How many Polish civilians were killed by the Ukrainian Insurgent Army in Volhynia and Galicia?

Estimates of Polish civilian deaths range from 60,000 to 120,000. On the 11th of July 1943, known as Volhynian Bloody Sunday, UPA units attacked 99 Polish villages in three counties in a single day. Poland's Sejm passed a resolution on the 22nd of July 2016 declaring the massacres genocide.

Who was the last commander of the Ukrainian Insurgent Army?

Vasyl Kuk was the UPA's last commander. He was captured by Soviet forces on the 24th of May 1954. Before him, Roman Shukhevych commanded the Main Military Headquarters from November 1943 until he was killed in an ambush near Lviv on the 5th of March 1950.

When did the Ukrainian Insurgent Army officially disband?

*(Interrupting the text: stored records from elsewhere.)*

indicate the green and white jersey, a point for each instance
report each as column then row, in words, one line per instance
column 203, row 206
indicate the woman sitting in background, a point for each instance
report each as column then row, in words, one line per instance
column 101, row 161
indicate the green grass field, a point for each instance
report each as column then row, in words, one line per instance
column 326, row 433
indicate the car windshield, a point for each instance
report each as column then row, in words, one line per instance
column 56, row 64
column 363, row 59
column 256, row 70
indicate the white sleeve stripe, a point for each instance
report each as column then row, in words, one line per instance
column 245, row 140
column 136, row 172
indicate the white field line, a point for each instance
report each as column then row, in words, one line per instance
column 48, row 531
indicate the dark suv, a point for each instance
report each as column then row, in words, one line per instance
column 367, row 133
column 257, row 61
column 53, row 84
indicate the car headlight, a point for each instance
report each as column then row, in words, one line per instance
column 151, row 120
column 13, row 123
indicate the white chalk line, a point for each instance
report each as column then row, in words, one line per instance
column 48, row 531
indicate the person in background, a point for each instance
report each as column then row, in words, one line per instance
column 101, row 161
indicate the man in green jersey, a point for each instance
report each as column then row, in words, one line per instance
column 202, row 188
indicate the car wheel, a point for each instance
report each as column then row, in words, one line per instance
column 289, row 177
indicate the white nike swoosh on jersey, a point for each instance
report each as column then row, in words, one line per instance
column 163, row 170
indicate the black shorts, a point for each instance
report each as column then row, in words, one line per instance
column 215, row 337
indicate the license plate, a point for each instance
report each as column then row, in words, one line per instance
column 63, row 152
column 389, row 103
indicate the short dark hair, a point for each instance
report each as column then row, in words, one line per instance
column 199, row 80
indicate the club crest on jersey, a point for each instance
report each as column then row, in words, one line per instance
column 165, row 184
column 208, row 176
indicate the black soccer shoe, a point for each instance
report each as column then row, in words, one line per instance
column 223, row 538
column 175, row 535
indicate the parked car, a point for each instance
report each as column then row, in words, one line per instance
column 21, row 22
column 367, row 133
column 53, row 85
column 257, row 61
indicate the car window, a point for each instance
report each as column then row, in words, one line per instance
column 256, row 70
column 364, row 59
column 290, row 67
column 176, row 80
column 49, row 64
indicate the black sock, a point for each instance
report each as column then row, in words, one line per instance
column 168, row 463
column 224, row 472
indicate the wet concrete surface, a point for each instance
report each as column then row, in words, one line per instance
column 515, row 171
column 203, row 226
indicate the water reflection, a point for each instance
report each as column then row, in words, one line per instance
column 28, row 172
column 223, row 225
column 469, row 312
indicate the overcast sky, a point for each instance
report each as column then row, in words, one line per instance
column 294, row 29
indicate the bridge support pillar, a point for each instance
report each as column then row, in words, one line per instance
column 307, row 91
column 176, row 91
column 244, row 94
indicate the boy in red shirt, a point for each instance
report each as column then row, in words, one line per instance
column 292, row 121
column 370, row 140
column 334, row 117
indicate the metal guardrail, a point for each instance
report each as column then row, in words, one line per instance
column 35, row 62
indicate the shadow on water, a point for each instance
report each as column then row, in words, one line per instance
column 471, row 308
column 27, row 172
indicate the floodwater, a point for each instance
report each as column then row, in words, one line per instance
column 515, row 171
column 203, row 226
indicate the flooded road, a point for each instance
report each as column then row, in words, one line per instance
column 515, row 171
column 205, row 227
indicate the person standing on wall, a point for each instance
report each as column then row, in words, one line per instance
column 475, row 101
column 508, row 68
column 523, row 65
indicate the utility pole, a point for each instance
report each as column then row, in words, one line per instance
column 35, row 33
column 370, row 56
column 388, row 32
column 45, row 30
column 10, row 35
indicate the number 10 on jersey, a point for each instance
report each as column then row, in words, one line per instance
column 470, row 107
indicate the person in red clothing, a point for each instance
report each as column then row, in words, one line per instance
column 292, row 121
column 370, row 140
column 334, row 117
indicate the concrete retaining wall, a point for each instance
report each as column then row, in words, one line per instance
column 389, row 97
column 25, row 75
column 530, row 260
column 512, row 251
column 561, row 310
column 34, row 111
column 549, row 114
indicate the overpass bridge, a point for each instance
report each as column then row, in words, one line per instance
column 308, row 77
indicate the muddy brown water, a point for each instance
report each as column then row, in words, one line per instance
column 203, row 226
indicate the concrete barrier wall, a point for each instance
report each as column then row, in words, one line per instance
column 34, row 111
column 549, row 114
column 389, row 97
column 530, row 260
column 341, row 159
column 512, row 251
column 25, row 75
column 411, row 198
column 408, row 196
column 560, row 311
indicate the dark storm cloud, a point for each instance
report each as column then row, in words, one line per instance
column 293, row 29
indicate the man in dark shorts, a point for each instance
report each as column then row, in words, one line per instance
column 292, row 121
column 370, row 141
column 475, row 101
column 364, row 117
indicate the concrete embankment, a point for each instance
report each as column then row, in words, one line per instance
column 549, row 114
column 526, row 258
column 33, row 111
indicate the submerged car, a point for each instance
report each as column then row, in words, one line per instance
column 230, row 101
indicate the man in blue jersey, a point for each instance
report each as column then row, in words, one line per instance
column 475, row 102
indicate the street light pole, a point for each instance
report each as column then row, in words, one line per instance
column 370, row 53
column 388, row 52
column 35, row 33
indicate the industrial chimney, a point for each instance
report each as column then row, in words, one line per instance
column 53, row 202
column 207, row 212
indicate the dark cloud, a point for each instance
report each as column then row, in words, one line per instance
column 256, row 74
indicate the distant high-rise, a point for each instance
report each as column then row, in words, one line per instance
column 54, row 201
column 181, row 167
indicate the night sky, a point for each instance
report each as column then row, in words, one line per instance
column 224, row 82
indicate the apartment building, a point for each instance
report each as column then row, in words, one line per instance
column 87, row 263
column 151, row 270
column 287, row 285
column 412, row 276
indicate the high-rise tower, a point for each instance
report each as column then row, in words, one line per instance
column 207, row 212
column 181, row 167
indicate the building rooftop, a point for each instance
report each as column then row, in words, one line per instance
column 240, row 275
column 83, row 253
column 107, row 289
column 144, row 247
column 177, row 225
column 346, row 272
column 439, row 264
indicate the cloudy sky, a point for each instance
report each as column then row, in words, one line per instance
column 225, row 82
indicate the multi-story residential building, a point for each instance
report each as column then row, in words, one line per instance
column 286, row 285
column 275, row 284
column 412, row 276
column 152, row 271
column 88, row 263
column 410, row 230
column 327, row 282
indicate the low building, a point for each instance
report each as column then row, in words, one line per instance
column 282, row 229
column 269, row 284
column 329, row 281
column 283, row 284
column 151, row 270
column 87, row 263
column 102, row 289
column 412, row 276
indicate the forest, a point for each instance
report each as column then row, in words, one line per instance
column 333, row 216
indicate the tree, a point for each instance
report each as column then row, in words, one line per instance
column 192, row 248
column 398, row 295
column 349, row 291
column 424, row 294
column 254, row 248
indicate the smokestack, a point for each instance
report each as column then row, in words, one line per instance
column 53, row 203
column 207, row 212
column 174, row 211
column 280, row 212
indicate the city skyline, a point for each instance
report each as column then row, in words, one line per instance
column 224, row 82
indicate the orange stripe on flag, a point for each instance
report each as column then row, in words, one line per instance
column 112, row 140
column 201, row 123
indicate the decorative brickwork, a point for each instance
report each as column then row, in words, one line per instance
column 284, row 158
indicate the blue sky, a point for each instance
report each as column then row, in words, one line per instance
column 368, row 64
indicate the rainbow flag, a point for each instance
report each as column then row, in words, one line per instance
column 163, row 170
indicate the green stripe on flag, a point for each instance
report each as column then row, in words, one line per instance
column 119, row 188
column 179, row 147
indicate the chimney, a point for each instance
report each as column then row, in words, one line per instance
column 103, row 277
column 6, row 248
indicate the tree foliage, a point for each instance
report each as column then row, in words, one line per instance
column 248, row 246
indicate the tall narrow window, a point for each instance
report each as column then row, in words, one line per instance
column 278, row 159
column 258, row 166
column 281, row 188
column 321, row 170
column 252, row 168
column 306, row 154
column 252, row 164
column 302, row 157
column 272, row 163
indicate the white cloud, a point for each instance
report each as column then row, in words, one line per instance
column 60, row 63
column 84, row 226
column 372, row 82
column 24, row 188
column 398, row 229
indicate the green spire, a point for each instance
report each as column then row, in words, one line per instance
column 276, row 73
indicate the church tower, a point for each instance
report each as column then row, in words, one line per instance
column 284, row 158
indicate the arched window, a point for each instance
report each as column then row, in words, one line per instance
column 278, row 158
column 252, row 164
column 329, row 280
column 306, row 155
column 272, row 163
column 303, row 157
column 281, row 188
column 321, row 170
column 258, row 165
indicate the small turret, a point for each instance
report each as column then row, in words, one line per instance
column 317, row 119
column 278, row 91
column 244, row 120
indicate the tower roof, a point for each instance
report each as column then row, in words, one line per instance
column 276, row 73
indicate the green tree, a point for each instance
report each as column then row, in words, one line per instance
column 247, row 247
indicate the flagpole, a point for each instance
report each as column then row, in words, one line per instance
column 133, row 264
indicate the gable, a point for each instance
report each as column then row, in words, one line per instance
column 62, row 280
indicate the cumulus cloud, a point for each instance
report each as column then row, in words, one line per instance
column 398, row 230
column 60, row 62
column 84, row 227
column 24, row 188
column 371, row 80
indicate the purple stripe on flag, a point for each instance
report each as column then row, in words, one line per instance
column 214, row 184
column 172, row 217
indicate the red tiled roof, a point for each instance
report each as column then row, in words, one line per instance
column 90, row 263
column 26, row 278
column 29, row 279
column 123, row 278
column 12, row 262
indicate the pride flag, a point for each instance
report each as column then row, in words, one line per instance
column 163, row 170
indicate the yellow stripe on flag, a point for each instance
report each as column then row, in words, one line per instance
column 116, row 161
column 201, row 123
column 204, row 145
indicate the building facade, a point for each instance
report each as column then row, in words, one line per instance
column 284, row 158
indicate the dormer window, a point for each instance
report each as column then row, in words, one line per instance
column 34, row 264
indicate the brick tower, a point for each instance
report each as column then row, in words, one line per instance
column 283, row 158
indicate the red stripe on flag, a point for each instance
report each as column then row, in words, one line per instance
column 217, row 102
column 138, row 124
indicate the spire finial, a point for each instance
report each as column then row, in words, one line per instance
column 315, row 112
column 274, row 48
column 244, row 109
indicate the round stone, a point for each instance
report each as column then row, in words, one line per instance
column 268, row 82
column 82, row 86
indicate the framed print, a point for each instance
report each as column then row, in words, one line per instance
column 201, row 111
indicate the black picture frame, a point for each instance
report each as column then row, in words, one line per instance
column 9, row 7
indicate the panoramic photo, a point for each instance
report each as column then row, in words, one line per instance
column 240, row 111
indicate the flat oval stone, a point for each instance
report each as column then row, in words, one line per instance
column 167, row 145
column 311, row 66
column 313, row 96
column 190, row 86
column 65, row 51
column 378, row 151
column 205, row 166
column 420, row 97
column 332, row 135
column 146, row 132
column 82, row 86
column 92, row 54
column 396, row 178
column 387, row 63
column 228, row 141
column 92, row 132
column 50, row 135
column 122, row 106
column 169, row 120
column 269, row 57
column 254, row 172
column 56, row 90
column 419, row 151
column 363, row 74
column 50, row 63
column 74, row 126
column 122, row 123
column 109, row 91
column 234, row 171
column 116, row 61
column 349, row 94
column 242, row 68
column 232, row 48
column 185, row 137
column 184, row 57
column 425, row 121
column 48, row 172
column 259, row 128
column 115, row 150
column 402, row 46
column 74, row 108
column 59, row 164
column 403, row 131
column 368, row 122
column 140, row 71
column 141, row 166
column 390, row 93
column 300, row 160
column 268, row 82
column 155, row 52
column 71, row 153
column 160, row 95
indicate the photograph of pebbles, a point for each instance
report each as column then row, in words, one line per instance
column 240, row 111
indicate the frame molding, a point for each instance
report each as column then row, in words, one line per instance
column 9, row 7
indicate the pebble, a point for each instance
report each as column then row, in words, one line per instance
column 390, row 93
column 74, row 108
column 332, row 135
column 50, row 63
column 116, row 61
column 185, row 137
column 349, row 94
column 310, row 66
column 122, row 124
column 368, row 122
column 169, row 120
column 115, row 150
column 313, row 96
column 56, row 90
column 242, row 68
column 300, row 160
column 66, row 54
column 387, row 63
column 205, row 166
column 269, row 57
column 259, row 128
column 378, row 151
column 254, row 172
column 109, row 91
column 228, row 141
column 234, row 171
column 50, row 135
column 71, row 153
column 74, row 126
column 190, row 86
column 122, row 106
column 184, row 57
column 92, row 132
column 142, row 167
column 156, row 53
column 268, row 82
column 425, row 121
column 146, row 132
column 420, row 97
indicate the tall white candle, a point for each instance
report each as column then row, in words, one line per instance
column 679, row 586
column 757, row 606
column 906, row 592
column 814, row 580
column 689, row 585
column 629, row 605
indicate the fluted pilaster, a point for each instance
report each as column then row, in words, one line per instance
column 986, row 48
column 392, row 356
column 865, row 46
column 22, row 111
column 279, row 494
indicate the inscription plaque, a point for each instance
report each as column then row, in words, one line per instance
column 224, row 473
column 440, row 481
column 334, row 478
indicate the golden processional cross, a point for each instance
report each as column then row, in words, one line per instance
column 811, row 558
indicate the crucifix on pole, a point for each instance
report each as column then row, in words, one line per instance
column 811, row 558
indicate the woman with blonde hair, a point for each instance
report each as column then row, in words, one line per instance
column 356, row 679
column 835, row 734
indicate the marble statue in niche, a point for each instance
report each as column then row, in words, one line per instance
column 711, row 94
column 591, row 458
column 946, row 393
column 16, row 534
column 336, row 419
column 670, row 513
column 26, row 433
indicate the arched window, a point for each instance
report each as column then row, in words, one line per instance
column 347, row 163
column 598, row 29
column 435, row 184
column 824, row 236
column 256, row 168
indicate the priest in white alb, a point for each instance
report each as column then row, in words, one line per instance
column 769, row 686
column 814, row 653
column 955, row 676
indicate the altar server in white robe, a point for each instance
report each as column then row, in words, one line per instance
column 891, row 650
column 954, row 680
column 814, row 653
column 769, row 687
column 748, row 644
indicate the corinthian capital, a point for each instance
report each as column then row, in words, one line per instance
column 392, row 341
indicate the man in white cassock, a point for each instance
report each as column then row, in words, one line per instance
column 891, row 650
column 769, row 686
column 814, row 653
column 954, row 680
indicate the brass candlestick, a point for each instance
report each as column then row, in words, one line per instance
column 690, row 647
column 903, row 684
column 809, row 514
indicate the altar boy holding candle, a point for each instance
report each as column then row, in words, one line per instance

The UPA was formally disbanded in early September 1949. Some units continued operations until late 1956, and the MGB of the Ukrainian SSR reported that the liquidation of armed units and the OUN underground was accomplished by the beginning of 1956. The officially recorded last engagement was in October 1956, near the Hungarian border.

Did the Ukrainian Insurgent Army receive official veteran status in Ukraine?

Yes, in March 2019 surviving UPA members were officially granted veteran status by the Ukrainian government, making them eligible for free public transport, subsidized medical services, annual monetary aid, and public utility discounts. Previous attempts during the 2005-2009 presidency of Viktor Yushchenko had failed to pass.